Local Tunnels are currently in beta.

Why tunnel instead of proxy

A project's proxy URL reaches a backend that is already accessible on the internet. A tunnel is for the backend that is not: a service on localhost behind your firewall or NAT. The tunnel opens a secure connection outward from your machine, so the Cloud can forward requests to it without you exposing a port.

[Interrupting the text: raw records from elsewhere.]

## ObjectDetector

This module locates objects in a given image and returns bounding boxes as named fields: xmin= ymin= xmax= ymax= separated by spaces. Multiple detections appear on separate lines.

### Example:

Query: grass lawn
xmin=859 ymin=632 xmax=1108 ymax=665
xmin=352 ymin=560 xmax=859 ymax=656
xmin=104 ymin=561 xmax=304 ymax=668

Because your mocks sit in front of the tunnel, you can override individual endpoints of a local service without touching its code, and watch every request that flows through in Request Logs.

Install the tunnel client

The tunnel runs as a small command-line client, installed globally from npm:

$npm install -g @mocko/tunnel

It exposes two equivalent commands, mocko-tunnel and the shorter mlt.

Get your tunnel token

A token authorizes the client to connect to your project. Open the Tunnels view in the control panel, enable Local Tunnel for the project, and copy the generated token. The token belongs to the project, so anyone with it can tunnel into that host: treat it like a secret.

Open the tunnel

Point the client at the local port you want to expose. If your service runs on port 8080:

$mocko-tunnel 8080

The client prompts for the token the first time. You can also pass it directly, which is handy in scripts:

$mocko-tunnel 8080 --token <your-tunnel-token>

While the tunnel is open, requests to your public host that no mock handles are delivered to your local service on port 8080. Stop the client and the tunnel closes.

A tunnel and a proxy URL both handle the requests your mocks do not. Reach for the tunnel when the backend only exists on your machine, and for the proxy URL when it is already reachable on the network.